🤖 AI Summary
This study addresses the challenge of effectively integrating textual semantics and citation network structure to uncover the intrinsic organizational principles of large-scale scholarly publications. Leveraging the Web of Science dataset comprising 56 million papers, the work presents the first systematic integration of large language model (LLM)-derived text embeddings with citation graph topology to construct a unified semantic–structural knowledge graph. By establishing a coherent representation of multimodal heterogeneous data, the approach reveals natural disciplinary clusters and cross-domain linkage patterns, elucidating a self-organizing knowledge landscape shaped jointly by semantic content and citation relationships. This framework establishes a novel paradigm for knowledge discovery in ultra-large-scale academic corpora.
📝 Abstract
Large text data sets, such as publications, websites, and other text-based media, inherit two distinct types of features: (1) the text itself, its information conveyed through semantics, and (2) its relationship to other texts through links, references, or shared attributes.

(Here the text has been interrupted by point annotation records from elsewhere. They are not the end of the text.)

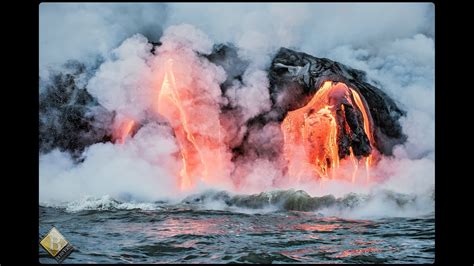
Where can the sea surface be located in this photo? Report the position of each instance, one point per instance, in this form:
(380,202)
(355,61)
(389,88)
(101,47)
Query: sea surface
(189,232)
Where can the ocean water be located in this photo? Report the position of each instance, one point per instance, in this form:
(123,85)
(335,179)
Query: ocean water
(287,228)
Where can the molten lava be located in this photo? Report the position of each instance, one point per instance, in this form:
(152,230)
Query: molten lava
(311,134)
(196,128)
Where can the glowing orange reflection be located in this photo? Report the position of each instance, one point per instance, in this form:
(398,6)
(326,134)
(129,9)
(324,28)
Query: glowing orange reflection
(311,133)
(123,130)
(197,133)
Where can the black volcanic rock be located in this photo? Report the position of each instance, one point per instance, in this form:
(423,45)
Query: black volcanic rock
(71,119)
(295,77)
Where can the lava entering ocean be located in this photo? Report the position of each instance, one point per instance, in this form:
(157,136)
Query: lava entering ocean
(318,136)
(201,147)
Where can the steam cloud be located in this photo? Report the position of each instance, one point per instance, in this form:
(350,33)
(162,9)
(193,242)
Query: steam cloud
(392,43)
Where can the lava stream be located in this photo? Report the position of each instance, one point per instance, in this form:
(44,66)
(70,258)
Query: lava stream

While the latter can be described as a graph structure and can be handled by a range of established algorithms for classification and prediction, the former has recently gained new potential through the use of LLM embedding models. Demonstrating these possibilities and their practicability, we investigate the Web of Science dataset, containing ~56 million scientific publications through the lens of our proposed embedding method, revealing a self-structured landscape of texts.